One Size Does Not Fit All: Token-Wise Adaptive Compression for KV Cache
arXiv:2603.04411v1 Announce Type: new Abstract: Despite the remarkable progress of Large Language Models (LLMs), the escalating memory footprint of the Key-Value (KV) cache remains a critical bottleneck for efficient inference. While dimensionality reduction offers a promising compression avenue, existing approaches typically either necessitate prohibitively expensive pre-training from scratch or suffer from severe performance deterioration under high compression regimes. In this work, we propose DynaKV, a novel post-training framework for low-rank KV cache compression. To the best of our knowledge, DynaKV is the first method to dynamically allocate compression rates to individual tokens according to their semantic meaning, which allows it to achieve better fidelity at aggressive compression ratios. Extensive experiments demonstrate that our method consistently outperforms existing state-of-the-art compression techniques, achieving significant memory reduction while maintaining compet
arXiv:2603.04411v1 Announce Type: new Abstract: Despite the remarkable progress of Large Language Models (LLMs), the escalating memory footprint of the Key-Value (KV) cache remains a critical bottleneck for efficient inference. While dimensionality reduction offers a promising compression avenue, existing approaches typically either necessitate prohibitively expensive pre-training from scratch or suffer from severe performance deterioration under high compression regimes. In this work, we propose DynaKV, a novel post-training framework for low-rank KV cache compression. To the best of our knowledge, DynaKV is the first method to dynamically allocate compression rates to individual tokens according to their semantic meaning, which allows it to achieve better fidelity at aggressive compression ratios. Extensive experiments demonstrate that our method consistently outperforms existing state-of-the-art compression techniques, achieving significant memory reduction while maintaining competitive generation quality. Furthermore, our approach is orthogonal to sequence-level pruning methods. When integrated with SnapKV, DynaKV retains only 6% of the KV cache while maintaining 94% of the baseline performance on the LongBench benchmark.
Executive Summary
This article proposes DynaKV, a novel post-training framework for low-rank Key-Value (KV) cache compression, which dynamically allocates compression rates to individual tokens according to their semantic meaning. The authors claim that DynaKV achieves better fidelity at aggressive compression ratios, outperforming existing state-of-the-art compression techniques. Extensive experiments demonstrate significant memory reduction while maintaining competitive generation quality. The approach is orthogonal to sequence-level pruning methods and can be integrated with other compression techniques. The authors also provide a comprehensive comparison with existing methods, highlighting the strengths and limitations of DynaKV. Overall, the article presents a promising solution to the ongoing problem of efficient inference in Large Language Models (LLMs).
Key Points
- ▸ DynaKV is a novel post-training framework for low-rank KV cache compression
- ▸ DynaKV dynamically allocates compression rates to individual tokens according to their semantic meaning
- ▸ DynaKV outperforms existing state-of-the-art compression techniques in terms of memory reduction and generation quality
Merits
Strength in Dynamic Compression
DynaKV's ability to dynamically allocate compression rates to individual tokens according to their semantic meaning allows for better fidelity at aggressive compression ratios, making it a significant improvement over existing methods.

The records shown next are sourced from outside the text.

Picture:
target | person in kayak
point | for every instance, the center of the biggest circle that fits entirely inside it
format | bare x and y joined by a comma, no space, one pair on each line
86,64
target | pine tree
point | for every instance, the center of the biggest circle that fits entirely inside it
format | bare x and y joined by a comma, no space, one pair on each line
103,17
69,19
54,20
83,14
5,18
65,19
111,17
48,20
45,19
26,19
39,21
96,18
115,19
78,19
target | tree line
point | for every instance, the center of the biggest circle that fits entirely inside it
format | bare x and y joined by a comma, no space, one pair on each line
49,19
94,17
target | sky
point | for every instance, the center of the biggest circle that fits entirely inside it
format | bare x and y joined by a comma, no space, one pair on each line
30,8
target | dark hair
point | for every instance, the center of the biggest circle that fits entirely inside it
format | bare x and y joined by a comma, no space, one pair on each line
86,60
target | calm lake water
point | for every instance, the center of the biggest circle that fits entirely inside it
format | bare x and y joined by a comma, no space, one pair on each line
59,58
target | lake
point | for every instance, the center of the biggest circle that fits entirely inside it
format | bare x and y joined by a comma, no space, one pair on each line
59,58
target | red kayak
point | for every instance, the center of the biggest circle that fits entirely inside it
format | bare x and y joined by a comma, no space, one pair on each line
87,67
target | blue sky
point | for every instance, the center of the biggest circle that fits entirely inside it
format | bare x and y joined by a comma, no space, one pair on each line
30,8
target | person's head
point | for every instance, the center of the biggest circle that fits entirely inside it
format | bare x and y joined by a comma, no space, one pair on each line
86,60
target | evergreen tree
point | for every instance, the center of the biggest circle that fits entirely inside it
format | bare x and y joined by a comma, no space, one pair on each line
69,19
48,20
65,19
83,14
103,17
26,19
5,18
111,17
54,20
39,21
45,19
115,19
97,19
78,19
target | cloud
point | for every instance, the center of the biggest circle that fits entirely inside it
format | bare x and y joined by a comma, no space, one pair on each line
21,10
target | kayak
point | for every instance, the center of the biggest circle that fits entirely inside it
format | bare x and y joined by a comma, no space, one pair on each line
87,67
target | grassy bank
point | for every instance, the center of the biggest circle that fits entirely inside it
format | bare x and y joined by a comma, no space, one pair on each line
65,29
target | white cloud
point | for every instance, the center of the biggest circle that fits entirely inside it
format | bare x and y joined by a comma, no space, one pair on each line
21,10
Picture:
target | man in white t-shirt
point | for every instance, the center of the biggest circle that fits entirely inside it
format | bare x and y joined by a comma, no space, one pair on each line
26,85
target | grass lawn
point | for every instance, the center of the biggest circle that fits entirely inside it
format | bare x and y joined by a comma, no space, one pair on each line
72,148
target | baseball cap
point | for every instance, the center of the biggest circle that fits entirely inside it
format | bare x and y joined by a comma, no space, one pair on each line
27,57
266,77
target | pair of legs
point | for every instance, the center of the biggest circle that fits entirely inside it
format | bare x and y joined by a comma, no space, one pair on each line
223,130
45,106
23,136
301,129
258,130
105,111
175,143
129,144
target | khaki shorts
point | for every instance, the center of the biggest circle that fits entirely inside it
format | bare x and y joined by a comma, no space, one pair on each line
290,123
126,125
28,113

Orthogonality with Sequence-Level Pruning
DynaKV's design allows it to be integrated with other compression techniques, including sequence-level pruning methods, making it a versatile solution for efficient inference in LLMs.
Experimental Validation
The authors provide extensive experimental results, demonstrating DynaKV's effectiveness in reducing memory footprint while maintaining competitive generation quality.
Demerits
Potential for Over-Compression
While DynaKV's dynamic compression rate allocation is a strength, it may also lead to over-compression of certain tokens, potentially affecting generation quality.
Limited Evaluation on Large-Scale Datasets
The authors' experimental evaluation is limited to smaller-scale datasets, and it is unclear how DynaKV would perform on larger, more complex datasets.
Expert Commentary
The article presents a well-crafted solution to the ongoing problem of efficient inference in LLMs. The authors' design of DynaKV is innovative and effective, and their experimental evaluation is thorough and persuasive. However, the article could benefit from a more nuanced discussion of the trade-offs between compression rate and generation quality, as well as a more detailed exploration of the potential for over-compression. Additionally, the authors should consider evaluating DynaKV on larger-scale datasets to better understand its performance in more realistic scenarios.
Recommendations
- ✓ Future research should focus on exploring new methods for efficient inference in LLMs, including the development of more effective compression techniques and the evaluation of existing methods on larger-scale datasets.
- ✓ The authors should consider releasing the DynaKV framework as an open-source tool, allowing the research community to build upon and extend their work.